In hoeverre een aardgasbel of oliebron valt te exploiteren, is afhankelijk van de kwaliteit van het gesteente waarin de fossiele brandstoffen zich bevinden. Een belangrijke vraag is uiteraard hoe groot het onderaardse reservoir is, maar ook inzicht in de structuur en porositeit van het gesteente is van wezenlijk belang om het gas of de olie uiteindelijk in de kachel te kunnen verstoken. Olie-ingenieurs kunnen de pijp maar het beste op een plaats in de bel prikken waar de porositeit van het gesteente groot is. Kortom, hoe meer informatie geologen en mijnbouwkundigen verzamelen over de ‘architectuur’ van het gesteente, hoe groter de kans op succesvolle olie- of gaswinning.

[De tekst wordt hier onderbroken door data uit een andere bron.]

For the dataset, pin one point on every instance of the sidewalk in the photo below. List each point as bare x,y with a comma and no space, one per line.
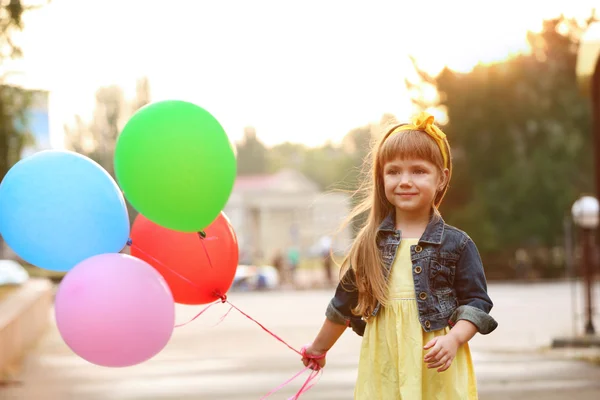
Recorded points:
237,360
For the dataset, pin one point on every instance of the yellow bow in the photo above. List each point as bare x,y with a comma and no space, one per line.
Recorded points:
424,122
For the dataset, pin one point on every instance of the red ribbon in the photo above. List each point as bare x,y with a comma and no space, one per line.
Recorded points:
316,370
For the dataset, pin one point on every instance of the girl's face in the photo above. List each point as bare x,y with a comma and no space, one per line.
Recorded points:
411,184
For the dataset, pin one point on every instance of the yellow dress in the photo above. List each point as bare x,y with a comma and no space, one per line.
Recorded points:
391,365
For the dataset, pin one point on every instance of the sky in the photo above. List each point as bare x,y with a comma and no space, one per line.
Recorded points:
305,71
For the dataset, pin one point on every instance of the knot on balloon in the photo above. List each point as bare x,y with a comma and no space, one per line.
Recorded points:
223,297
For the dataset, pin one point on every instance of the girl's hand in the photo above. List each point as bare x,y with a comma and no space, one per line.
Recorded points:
443,351
313,358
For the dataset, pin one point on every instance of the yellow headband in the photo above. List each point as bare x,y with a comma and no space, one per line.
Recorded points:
424,122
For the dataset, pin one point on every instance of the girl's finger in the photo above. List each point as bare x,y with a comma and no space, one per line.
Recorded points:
437,364
446,365
431,343
432,353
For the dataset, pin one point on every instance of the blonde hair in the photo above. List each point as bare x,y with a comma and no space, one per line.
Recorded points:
364,256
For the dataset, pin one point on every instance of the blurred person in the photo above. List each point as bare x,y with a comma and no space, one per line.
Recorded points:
293,260
412,286
326,259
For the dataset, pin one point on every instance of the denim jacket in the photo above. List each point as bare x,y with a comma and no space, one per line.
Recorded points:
449,281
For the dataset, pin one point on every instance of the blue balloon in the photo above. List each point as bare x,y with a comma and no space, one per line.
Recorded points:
58,208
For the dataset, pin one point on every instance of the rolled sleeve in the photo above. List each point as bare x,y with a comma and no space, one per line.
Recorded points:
339,309
471,290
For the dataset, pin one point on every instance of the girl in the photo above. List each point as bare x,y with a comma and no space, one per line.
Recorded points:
413,286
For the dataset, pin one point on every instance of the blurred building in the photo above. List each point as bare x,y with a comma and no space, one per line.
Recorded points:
272,213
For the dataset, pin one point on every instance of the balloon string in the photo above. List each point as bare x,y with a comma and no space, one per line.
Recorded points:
316,371
202,236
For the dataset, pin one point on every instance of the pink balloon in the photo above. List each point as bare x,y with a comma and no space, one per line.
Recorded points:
115,310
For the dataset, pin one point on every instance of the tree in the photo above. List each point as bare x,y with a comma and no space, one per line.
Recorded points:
520,131
97,140
14,101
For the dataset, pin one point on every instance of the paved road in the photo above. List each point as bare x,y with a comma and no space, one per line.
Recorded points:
236,360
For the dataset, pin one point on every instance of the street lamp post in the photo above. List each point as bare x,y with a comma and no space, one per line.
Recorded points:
586,216
588,67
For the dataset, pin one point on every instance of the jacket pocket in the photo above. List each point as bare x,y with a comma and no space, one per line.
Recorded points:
441,275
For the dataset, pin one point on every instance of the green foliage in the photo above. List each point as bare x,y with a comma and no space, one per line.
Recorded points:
520,132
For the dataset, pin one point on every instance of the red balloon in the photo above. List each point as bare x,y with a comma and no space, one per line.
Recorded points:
198,269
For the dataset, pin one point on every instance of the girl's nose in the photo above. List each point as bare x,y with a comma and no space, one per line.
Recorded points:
405,180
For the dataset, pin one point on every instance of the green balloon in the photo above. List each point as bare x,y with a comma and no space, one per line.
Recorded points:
175,165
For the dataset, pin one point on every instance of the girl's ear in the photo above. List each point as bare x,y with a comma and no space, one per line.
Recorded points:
444,179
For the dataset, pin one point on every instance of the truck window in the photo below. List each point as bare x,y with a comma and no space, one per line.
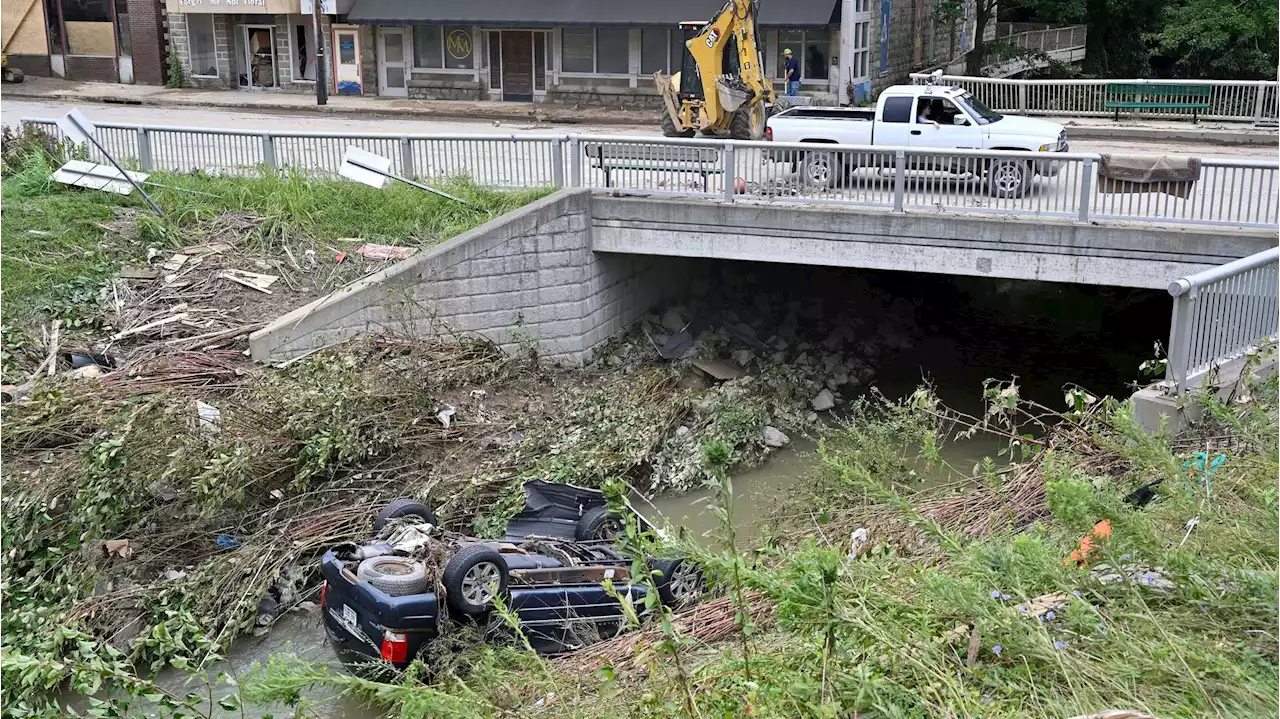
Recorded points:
897,110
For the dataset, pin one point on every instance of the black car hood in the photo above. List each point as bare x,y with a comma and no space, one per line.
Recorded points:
552,511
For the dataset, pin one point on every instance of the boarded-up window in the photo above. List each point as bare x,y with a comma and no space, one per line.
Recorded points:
539,60
494,62
200,33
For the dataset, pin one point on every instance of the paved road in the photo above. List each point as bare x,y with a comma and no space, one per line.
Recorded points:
13,110
1223,195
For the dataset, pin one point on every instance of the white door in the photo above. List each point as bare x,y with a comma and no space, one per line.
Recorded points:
955,128
393,62
347,77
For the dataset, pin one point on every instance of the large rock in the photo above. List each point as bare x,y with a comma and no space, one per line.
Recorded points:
823,401
773,436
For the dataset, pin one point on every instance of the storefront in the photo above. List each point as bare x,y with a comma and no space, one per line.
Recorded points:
260,45
561,51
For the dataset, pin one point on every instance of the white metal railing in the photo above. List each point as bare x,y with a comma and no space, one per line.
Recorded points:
1031,184
1221,315
1229,99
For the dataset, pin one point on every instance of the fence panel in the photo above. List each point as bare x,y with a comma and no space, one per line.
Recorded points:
1221,315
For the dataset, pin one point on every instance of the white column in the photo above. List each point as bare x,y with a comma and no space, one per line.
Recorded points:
846,50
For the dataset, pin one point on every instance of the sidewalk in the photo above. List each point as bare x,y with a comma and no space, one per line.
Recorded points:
283,102
45,88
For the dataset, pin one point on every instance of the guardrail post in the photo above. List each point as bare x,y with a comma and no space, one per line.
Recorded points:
145,150
557,163
1179,339
728,172
269,151
899,181
1086,188
575,164
407,158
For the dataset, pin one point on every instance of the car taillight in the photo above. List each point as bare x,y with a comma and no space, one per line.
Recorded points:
394,646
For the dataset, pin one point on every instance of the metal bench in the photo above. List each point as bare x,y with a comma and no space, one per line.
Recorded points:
1130,96
656,158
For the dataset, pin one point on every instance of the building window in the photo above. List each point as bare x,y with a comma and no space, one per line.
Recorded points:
448,46
661,50
812,50
577,50
304,60
200,35
606,50
612,50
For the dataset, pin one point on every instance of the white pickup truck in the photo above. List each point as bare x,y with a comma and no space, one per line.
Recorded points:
922,117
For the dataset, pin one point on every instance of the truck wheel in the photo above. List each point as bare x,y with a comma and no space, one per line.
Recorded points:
679,581
668,127
1008,178
748,123
396,576
598,525
472,578
821,169
403,507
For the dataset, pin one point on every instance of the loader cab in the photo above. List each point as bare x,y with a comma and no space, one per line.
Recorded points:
690,79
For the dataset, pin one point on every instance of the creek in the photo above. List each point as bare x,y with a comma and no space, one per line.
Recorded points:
961,331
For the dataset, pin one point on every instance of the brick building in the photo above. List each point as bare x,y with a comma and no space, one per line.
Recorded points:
540,50
86,40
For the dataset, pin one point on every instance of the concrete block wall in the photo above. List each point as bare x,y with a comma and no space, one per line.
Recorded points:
529,276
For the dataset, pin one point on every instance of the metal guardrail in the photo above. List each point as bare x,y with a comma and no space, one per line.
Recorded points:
1029,184
1230,100
1221,315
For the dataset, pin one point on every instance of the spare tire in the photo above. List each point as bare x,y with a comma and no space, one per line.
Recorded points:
680,581
598,525
397,576
472,577
403,507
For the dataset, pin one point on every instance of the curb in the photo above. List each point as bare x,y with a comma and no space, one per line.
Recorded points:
554,114
1197,136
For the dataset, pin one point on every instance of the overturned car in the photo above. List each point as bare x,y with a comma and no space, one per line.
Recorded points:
387,599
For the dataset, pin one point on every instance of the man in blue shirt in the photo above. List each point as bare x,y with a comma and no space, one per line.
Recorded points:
792,73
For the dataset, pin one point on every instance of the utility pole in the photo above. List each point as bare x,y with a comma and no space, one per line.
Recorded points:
321,81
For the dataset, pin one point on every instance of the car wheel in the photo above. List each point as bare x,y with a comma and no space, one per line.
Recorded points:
821,169
396,576
1008,178
598,525
472,578
403,507
680,581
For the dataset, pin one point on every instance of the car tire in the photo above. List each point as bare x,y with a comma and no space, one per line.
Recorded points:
680,581
1008,178
403,507
821,169
472,577
598,525
396,576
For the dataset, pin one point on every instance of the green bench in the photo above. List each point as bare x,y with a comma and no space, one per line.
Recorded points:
1127,96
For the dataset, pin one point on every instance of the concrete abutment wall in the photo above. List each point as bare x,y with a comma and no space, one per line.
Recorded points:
529,276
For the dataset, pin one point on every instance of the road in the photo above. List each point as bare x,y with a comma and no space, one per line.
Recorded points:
13,110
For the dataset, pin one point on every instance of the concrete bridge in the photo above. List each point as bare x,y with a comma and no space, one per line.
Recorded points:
574,269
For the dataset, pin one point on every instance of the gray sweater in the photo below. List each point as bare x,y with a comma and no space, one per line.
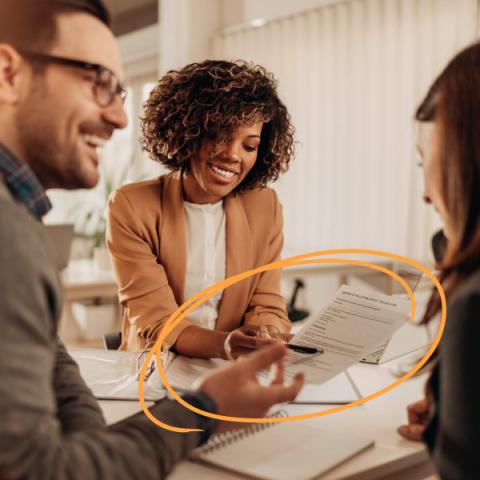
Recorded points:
50,424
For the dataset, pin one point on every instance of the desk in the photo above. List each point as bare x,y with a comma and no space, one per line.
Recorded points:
392,457
82,281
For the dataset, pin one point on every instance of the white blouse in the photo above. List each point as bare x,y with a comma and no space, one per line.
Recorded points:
206,254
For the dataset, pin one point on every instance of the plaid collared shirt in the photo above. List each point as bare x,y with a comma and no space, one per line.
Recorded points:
23,184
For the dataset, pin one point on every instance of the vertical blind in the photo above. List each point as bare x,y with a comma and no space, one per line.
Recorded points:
351,75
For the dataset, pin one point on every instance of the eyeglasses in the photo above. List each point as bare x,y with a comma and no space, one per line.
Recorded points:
106,85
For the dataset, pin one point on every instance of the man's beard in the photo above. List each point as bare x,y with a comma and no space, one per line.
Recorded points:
57,164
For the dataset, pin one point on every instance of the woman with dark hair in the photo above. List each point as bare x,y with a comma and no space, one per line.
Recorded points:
448,419
222,131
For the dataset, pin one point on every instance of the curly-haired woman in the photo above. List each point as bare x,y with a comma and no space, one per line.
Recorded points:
222,131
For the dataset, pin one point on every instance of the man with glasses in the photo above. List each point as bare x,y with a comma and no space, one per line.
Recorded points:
60,100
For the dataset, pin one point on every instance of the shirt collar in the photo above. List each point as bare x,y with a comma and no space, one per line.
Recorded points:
23,183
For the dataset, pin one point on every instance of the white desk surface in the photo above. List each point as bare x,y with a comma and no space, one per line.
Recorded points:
392,457
82,280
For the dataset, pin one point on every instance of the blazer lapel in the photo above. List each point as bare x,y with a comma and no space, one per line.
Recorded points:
239,257
173,244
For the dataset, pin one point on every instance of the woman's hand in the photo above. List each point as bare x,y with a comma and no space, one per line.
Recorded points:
246,339
417,420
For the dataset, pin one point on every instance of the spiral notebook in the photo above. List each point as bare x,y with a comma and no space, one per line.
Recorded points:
280,451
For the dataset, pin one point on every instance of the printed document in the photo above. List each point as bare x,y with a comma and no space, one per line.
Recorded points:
347,329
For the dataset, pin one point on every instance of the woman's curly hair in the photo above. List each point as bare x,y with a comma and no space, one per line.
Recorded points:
210,100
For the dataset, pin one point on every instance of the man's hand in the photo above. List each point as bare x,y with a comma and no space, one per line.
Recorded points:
237,392
417,419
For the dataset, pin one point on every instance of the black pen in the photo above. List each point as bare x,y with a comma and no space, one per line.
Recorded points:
302,349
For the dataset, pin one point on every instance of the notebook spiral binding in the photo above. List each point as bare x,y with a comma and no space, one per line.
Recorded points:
224,439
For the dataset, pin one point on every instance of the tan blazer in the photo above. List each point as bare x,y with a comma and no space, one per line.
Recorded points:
147,241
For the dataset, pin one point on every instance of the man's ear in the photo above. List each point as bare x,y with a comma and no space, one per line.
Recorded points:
10,74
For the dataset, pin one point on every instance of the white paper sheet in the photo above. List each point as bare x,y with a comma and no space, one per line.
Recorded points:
351,326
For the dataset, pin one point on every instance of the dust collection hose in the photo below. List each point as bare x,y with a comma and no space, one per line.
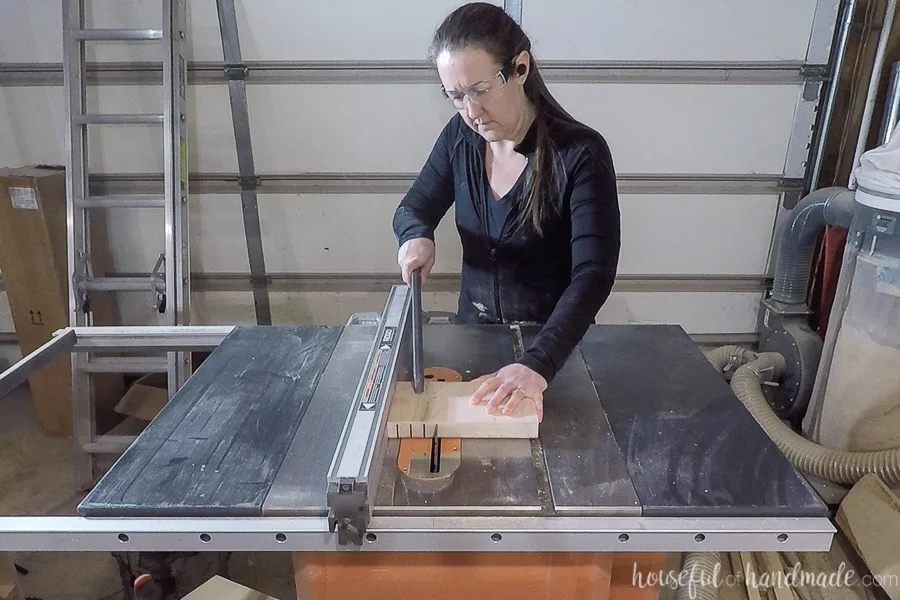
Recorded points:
697,579
747,370
837,466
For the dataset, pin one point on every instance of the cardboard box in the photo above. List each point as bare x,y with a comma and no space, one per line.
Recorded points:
34,265
219,588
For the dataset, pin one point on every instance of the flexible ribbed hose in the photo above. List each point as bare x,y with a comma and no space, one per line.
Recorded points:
700,570
837,466
730,358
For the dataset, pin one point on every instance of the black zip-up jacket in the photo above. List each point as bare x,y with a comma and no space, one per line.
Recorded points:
559,280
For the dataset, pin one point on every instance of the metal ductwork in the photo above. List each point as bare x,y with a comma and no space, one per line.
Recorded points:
784,314
827,206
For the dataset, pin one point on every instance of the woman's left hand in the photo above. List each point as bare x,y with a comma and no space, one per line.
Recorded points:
516,382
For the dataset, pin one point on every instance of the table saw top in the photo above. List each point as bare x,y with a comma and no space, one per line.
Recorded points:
637,423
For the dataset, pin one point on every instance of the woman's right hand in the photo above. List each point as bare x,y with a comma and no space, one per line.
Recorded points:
415,254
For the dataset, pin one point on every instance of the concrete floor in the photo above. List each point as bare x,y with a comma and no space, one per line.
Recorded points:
36,478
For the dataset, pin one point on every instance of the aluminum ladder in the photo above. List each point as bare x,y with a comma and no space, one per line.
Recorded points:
168,282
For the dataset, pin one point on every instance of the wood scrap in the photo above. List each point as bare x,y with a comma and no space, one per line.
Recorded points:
444,406
869,517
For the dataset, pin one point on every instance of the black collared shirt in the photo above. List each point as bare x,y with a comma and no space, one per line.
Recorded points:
560,279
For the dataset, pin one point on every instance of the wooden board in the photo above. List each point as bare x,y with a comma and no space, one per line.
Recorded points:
495,575
445,405
869,516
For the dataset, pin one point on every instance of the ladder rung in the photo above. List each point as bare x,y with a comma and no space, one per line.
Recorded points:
119,284
124,201
126,364
124,119
117,34
109,444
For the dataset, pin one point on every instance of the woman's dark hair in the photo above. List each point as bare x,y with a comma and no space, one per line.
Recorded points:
489,28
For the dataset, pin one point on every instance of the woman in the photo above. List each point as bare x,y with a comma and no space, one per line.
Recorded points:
535,201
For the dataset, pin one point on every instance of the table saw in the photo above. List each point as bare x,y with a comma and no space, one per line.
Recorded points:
277,442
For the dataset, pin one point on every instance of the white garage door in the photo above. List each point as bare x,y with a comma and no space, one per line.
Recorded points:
708,106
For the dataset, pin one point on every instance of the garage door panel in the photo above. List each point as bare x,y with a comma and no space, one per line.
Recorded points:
703,234
352,30
697,312
32,127
670,30
661,235
650,128
273,30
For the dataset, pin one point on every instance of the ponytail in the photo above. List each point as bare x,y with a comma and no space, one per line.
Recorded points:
543,187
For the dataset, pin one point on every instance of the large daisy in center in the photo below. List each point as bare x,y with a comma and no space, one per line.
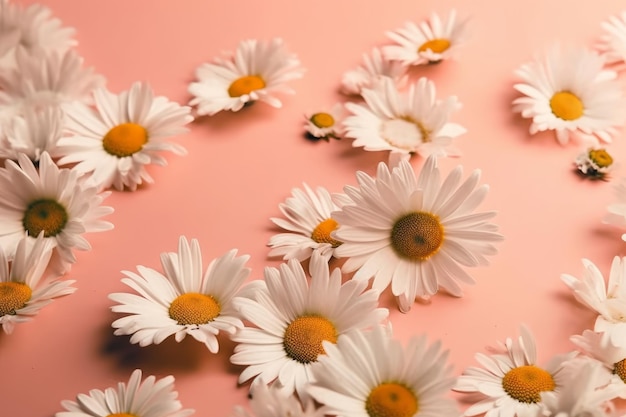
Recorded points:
413,232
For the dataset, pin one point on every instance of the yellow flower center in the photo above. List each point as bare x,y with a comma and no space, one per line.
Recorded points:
566,105
304,336
245,85
13,296
322,120
524,383
47,215
417,236
321,233
391,399
194,308
125,139
436,45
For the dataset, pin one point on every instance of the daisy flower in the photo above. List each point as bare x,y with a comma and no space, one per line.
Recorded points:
511,381
608,300
125,133
413,232
23,292
427,43
294,317
182,301
308,224
150,397
51,200
411,122
257,71
370,374
586,104
374,68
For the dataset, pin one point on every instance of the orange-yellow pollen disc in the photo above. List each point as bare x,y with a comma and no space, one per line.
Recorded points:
322,120
524,383
245,85
304,336
47,215
391,399
566,105
417,236
125,139
321,233
436,45
13,296
194,308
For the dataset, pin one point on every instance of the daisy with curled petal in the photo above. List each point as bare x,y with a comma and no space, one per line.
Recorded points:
150,397
586,104
608,300
124,133
429,42
182,301
370,374
511,381
257,71
411,122
374,68
413,233
294,317
51,200
23,292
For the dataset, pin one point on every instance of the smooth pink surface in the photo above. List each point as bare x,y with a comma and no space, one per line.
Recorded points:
241,165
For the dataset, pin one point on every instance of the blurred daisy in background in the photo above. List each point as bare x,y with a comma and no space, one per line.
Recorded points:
510,380
428,42
587,104
125,132
182,300
25,286
150,397
257,71
414,233
371,71
370,374
293,318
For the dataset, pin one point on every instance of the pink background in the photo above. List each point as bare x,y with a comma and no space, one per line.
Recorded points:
240,166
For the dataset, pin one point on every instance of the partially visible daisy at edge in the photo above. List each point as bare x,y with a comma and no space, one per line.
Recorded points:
149,397
114,142
25,287
371,374
291,318
511,381
404,122
428,42
585,105
257,71
182,300
414,233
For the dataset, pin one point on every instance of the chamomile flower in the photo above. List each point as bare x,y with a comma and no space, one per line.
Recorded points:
370,374
182,301
257,71
414,233
308,224
150,397
124,133
51,200
411,122
294,317
23,292
429,42
607,299
586,104
371,71
510,381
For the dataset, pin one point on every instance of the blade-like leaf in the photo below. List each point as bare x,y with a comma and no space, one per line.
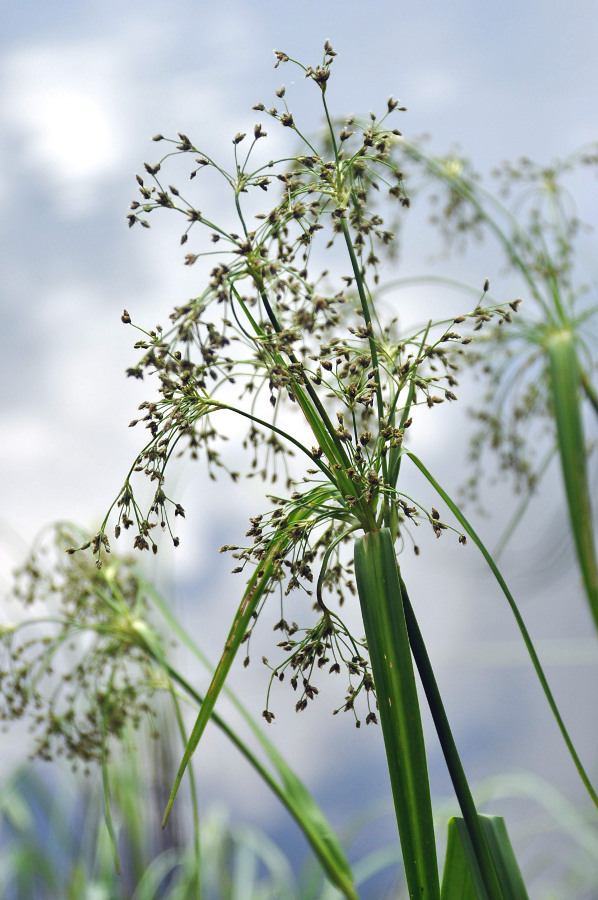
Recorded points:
461,878
518,618
379,589
471,818
290,791
566,404
257,585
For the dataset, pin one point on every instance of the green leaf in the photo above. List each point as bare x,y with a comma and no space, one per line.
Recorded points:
461,878
471,818
379,591
256,587
291,791
566,403
518,618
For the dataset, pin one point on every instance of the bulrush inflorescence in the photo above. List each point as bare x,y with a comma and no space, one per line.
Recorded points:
266,337
310,363
85,669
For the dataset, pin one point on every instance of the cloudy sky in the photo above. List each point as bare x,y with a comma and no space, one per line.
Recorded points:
83,87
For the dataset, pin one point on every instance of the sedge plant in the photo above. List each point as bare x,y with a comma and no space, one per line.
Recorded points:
539,373
312,367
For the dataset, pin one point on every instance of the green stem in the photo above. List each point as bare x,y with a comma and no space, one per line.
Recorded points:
520,623
379,589
449,749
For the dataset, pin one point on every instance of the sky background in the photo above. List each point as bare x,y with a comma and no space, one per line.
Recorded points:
83,87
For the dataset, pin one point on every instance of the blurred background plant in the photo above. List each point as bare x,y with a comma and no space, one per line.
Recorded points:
569,428
538,376
56,846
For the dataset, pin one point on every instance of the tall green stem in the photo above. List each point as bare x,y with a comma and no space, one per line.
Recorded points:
449,749
379,591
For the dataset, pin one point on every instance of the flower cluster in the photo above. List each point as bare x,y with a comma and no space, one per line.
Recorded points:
83,669
303,357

,,Je moet je zo’n gesteente voorstellen als een bak met knikkers”, legt Stam uit. ,,De olie of het gas bevindt zich in de holtes tussen de knikkers. De grootte van de knikkers of de manier waarop ze in de bak zijn gestapeld, zegt dus iets over de hoeveelheid fossiele brandstoffen.” De zandkorrels van de duinen zijn de ‘knikkers’ in een toekomstig reservoir. Na langdurige afzetting en verplaatsing van het zandige sediment, worden de duinafzettingen op een gegeven moment begraven en ontstaat zandsteen.
Duinbeheer

Als de architectuur van het gesteente beter wordt doorgrond, kan aanzienlijk worden bespaard op proefboringen. Door nu een aantal al langer bekende stromingsmodellen voor sedimenttransport te combineren, slaagde Stam er in een model te ontwikkelen waarmee kwantitatieve voorspellingen kunnenworden gedaan over de opbouw en doorlaatbaarheid van het zandige gesteente. Hoewel oliemaatschappijen uiteraard hun voordeel kunnen doen met dit type onderzoek, waarschuwt Stam voor al te hooggespannen verwachtingen. ,,Mijn model vormt slechts een aanzet. Hopelijk kan in de toekomst worden voorspeld hoeveel procent van het gesteente poreus is en hoeveel procent minder doorlatend is”, zegt ze.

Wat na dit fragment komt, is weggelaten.